By Philip P. Pan Washington Post Foreign Service
Monday, May 24, 2004; Page A01
GUANGZHOU, China -- When Wu Wei's Web site was shut down for the 23rd time, police in the western Chinese city of Chengdu replaced it with one of their own. For a few days last summer, people trying to reach his Democracy and Freedom discussion forum instead found an odd message in large red characters on their computer screens.
"Because this site contains illegal information," the message said, "the webmaster is asked to quickly contact Officer Hu of the Chengdu Public Security Bureau Internet Supervision Department." Helpfully, the officer left a phone number.
Wu, 34, a part-time college lecturer living hundreds of miles away in Guangzhou on China's southeast coast, ignored the request. But users across the country called and berated Officer Hu for closing the site.
Wu said the officer eventually called his cell phone and offered to reopen the site if he turned over data that could help police identify people who had posted essays there.
Wu refused. Instead, he found another company, in another city, selling space on the Internet for personal Web pages. And five days after it was closed, the Democracy and Freedom site was online again.
The authorities have shut down, blocked, hacked or otherwise incapacitated Wu's Web site 38 times in the past three years, repeatedly disrupting the discussions it hosts on political reform, human rights and other subjects the ruling Chinese Communist Party considers taboo. Each time the site has been closed, though, Wu and the friends who help him run it have found a way to open it again.
Their cat-and-mouse game with the country's cyberpolice highlights the unique challenge the Internet poses to the party as it struggles to build a free-market economy while preserving the largest authoritarian political system in the world. It also illustrates how the bounds of permissible speech in China are blurring.
Nearly three decades after the death of Mao Zedong, Chinese enjoy greater personal freedom than ever before under Communist rule, and they routinely criticize the government in private without fear. But people are increasingly using the Internet to broadcast their opinions in public, challenging a key pillar of the party's rule -- its ability to control news, information and public debate.
The party is swift to jail some people who criticize senior leaders or express dissent on sensitive subjects such as Tibet, Taiwan and the Tiananmen Square massacre; at least 55 people are in Chinese prisons on charges related to their Web postings. But others who express the same views go unpunished, because police officers are sometimes apathetic about tracking them down and local Internet businesses are often more interested in attracting customers than enforcing vague rules.
More than 80 million people use the Internet in China, according to official surveys, and the figure has been doubling every 18 months. Unlike authoritarian governments elsewhere, China's rulers have chosen to promote Internet access, aiming to nurture a tech-savvy workforce, stimulate economic growth and improve government efficiency.

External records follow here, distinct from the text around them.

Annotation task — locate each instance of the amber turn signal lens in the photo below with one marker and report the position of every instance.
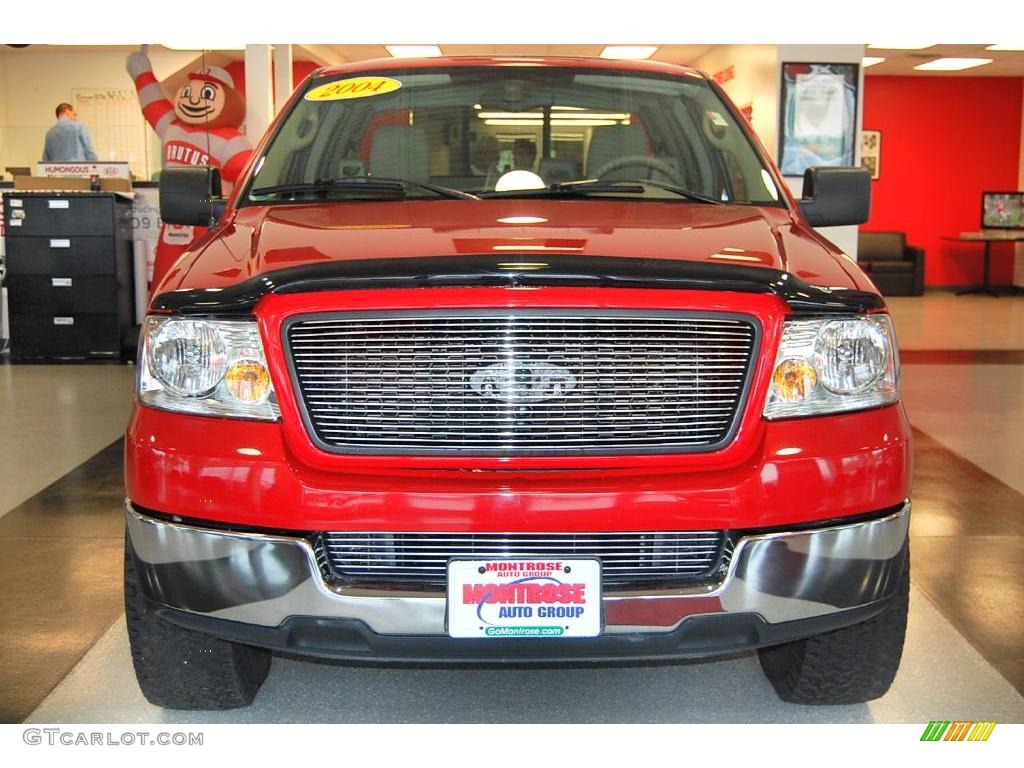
(248, 381)
(794, 380)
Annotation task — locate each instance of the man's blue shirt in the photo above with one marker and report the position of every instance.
(69, 141)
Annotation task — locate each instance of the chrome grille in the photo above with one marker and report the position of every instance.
(628, 559)
(521, 382)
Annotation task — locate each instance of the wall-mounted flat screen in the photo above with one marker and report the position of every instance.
(1003, 210)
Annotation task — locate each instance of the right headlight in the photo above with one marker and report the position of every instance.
(206, 367)
(834, 365)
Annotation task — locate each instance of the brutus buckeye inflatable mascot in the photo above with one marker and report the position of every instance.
(199, 128)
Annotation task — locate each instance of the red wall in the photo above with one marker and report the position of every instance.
(944, 139)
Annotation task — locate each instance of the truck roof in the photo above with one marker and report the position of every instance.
(376, 65)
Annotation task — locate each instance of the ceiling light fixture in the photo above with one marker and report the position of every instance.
(413, 51)
(952, 65)
(629, 51)
(900, 46)
(185, 46)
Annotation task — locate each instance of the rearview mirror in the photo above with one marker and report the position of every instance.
(836, 196)
(190, 196)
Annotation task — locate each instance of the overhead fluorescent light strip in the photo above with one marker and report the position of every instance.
(629, 51)
(414, 51)
(952, 65)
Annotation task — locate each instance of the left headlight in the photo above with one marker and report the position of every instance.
(205, 367)
(834, 365)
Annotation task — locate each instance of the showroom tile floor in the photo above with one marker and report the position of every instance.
(965, 654)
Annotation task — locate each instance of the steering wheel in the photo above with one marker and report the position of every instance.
(646, 161)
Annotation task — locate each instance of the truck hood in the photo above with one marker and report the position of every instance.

But the Internet has become the most unpredictable and difficult to control of the nation's mass media. While Chinese newspapers, radio and television stations are all owned by the state and must follow the party's orders, the country's most popular Web sites are privately owned, driven by profit to expand their audiences and less strictly regulated by government censors. These Web sites are at the cutting edge of an epic struggle unfolding in China today between the authoritarian state and those seeking more freedom.